In summary, masked multi-head attention is a technique used in autoregressive tasks to ensure that the model only attends to the current and previous tokens in the input sequence during the generation process, preventing it from using information from future tokens.

# Scaled Dot Product Attention
Scaled dot-product attention is a mechanism used in self-attention models, such as the Transformer architecture, to compute the attention weights and context vectors for a given input sequence. It helps the model to learn which input elements are more relevant to others when processing a sequence.

Here's a step-by-step description of the scaled dot-product attention mechanism:

- **Linear Projections:** The input sequence is first projected into three different representations: Query (Q), Key (K), and Value (V). These projections are obtained by applying linear transformations (i.e., multiplying by weight matrices) to the input embeddings.

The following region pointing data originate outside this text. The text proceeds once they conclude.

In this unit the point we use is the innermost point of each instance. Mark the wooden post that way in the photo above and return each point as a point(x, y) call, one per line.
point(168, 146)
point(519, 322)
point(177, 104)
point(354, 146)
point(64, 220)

- **Dot Product:** The dot product is computed between the Query (Q) and the Key (K) matrices. This operation measures the similarity between each pair of elements in the input sequence. The higher the dot product, the more similar the elements are.

- **Scaling:** To prevent the dot product from growing too large, which could result in vanishing gradients during training, the dot product is scaled down by dividing by the square root of the dimension of the Key (K) vectors (usually represented as dk). This scaling helps maintain the stability of gradients during training.

- **Masking (optional):** If needed, a mask is applied to the scaled dot product matrix. In the case of the Transformer model, a mask is used to prevent the attention mechanism from attending to "future" positions in the input sequence.

- **Softmax:** The softmax function is applied to the masked (if used) and scaled dot product matrix, normalizing the values along each row. The resulting matrix represents the attention weights, where each element indicates the importance of the corresponding input element for the current element being processed.

- **Context Vector:** Finally, the attention weights matrix is multiplied by the Value (V) matrix. This operation computes a weighted sum of the input elements, effectively aggregating the information from the entire sequence according to the attention weights. The resulting matrix represents the context vectors, which contain the relevant information from the input sequence for each position.

In summary, scaled dot-product attention allows a model to learn the relationships between elements in an input sequence by computing attention weights based on the similarity of Query and Key representations and using these weights to aggregate the Value representations into context vectors.